In this paper, we first propose a new algorithm for the computation of Fourier extension based on boundary data, which can obtain a super-algebraic convergent Fourier approximation for non-periodic functions. The algorithm calculates the extended part using the boundary interval data and then combines it with the original data to form the data of the extended function within a period. By testing the key parameters involved, their influences on the algorithm was clarified and an optimization setting scheme for the parameters was proposed.

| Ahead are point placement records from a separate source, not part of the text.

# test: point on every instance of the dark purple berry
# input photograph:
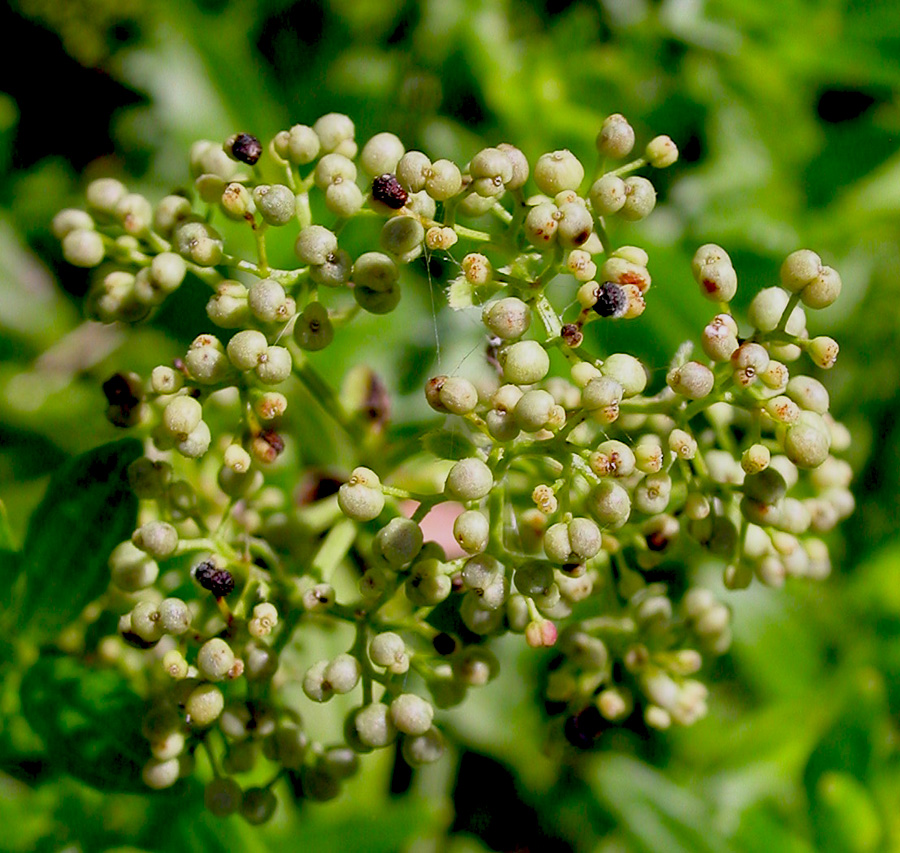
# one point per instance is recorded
(245, 147)
(387, 190)
(611, 300)
(444, 644)
(218, 581)
(583, 729)
(121, 390)
(572, 335)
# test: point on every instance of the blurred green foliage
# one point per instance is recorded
(787, 114)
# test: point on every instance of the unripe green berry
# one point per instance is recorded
(423, 749)
(557, 171)
(541, 224)
(767, 486)
(807, 443)
(411, 714)
(755, 458)
(374, 726)
(335, 272)
(228, 307)
(640, 199)
(195, 443)
(507, 318)
(314, 244)
(575, 225)
(808, 393)
(381, 154)
(134, 213)
(274, 365)
(748, 361)
(401, 235)
(457, 395)
(661, 152)
(267, 299)
(718, 281)
(616, 137)
(469, 480)
(719, 339)
(444, 181)
(413, 171)
(692, 380)
(767, 307)
(524, 362)
(156, 538)
(603, 392)
(334, 169)
(610, 504)
(145, 621)
(174, 664)
(83, 248)
(332, 129)
(198, 242)
(159, 774)
(375, 271)
(174, 616)
(612, 459)
(215, 659)
(399, 542)
(313, 330)
(627, 371)
(823, 351)
(388, 649)
(608, 195)
(302, 145)
(171, 210)
(534, 409)
(519, 163)
(823, 290)
(246, 349)
(343, 673)
(131, 569)
(275, 203)
(361, 498)
(472, 531)
(799, 269)
(104, 194)
(69, 220)
(651, 495)
(258, 805)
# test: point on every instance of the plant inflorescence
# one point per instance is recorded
(565, 481)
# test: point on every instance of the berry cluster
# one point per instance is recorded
(570, 488)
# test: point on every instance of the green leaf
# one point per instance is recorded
(87, 510)
(6, 537)
(656, 813)
(89, 721)
(846, 816)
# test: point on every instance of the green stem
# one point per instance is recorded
(333, 549)
(628, 168)
(324, 395)
(788, 310)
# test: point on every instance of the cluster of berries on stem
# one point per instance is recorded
(578, 479)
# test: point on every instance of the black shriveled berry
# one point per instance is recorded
(246, 148)
(611, 300)
(572, 335)
(121, 391)
(387, 190)
(583, 728)
(444, 644)
(218, 581)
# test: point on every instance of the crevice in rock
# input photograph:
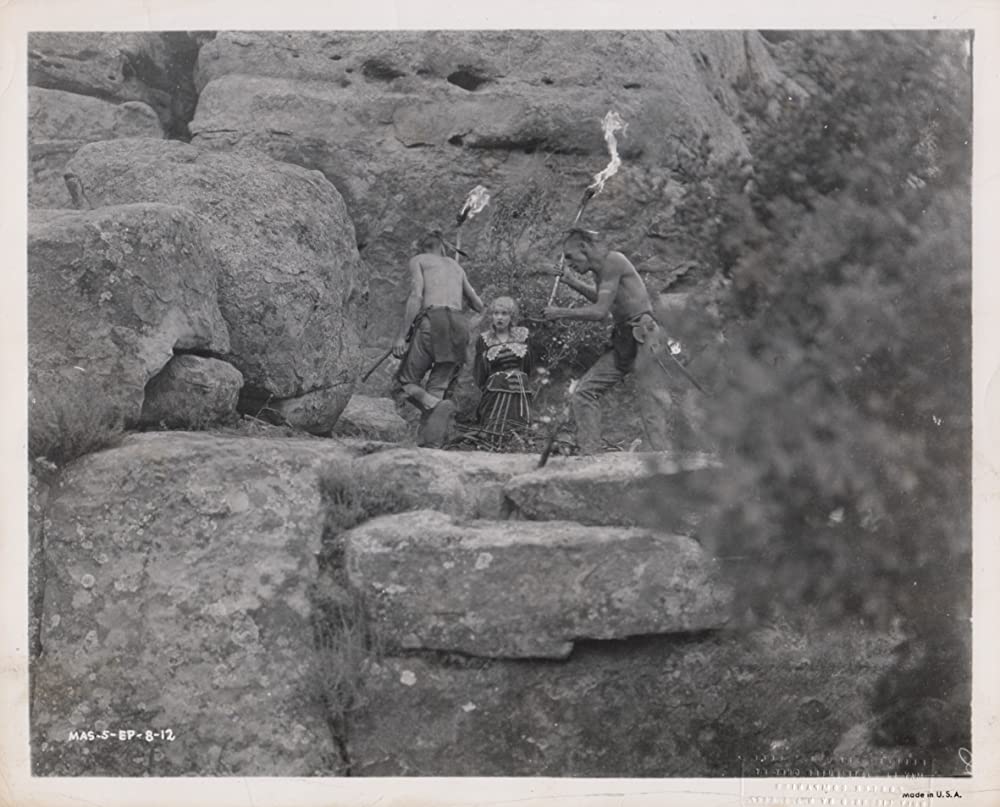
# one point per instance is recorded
(201, 353)
(377, 70)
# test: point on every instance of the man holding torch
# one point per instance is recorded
(637, 341)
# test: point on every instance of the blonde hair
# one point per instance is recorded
(507, 304)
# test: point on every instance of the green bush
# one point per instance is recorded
(70, 420)
(844, 293)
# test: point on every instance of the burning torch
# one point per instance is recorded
(477, 199)
(612, 123)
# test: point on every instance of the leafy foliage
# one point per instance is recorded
(842, 394)
(72, 422)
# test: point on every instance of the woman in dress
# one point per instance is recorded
(502, 365)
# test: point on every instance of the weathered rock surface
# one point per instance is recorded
(650, 489)
(178, 568)
(38, 496)
(153, 67)
(522, 589)
(191, 393)
(406, 123)
(59, 123)
(665, 706)
(463, 483)
(375, 418)
(290, 282)
(111, 294)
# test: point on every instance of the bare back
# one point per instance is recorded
(443, 280)
(631, 297)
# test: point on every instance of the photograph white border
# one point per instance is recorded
(17, 787)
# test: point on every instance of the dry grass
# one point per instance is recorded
(71, 421)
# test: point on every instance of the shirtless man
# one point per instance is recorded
(433, 335)
(635, 341)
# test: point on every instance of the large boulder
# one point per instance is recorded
(654, 489)
(664, 706)
(177, 598)
(153, 67)
(290, 283)
(524, 589)
(111, 294)
(59, 123)
(192, 392)
(406, 123)
(463, 483)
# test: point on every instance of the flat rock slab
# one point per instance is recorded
(705, 706)
(462, 483)
(524, 589)
(177, 576)
(374, 418)
(650, 489)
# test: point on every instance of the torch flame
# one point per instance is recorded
(477, 199)
(612, 123)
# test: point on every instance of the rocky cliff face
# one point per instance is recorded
(433, 613)
(405, 124)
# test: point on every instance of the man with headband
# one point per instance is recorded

Compared with FFT, the algorithm only needs to increase the computational complexity by a small amount. Then, an improved algorithm for the boundary oscillation function is proposed. By refining the boundary grid, the resolution constant of the boundary oscillation function was reduced to approximately 1/4 of the original method.

翻译：本文首先提出了一种基于边界数据计算傅里叶延拓的新算法，该算法能够为非周期函数获得超代数收敛的傅里叶逼近。该算法利用边界区间数据计算延拓部分，随后将其与原始数据结合，构成一个周期内延拓函数的数据。通过对所涉及关键参数的测试，阐明了它们对算法的影响，并提出了一种参数优化设置方案。与快速傅里叶变换（FFT）相比，该算法仅需少量增加计算复杂度。随后，针对边界振荡函数提出了一种改进算法。通过细化边界网格，将边界振荡函数的分辨率常数降至原方法的约四分之一。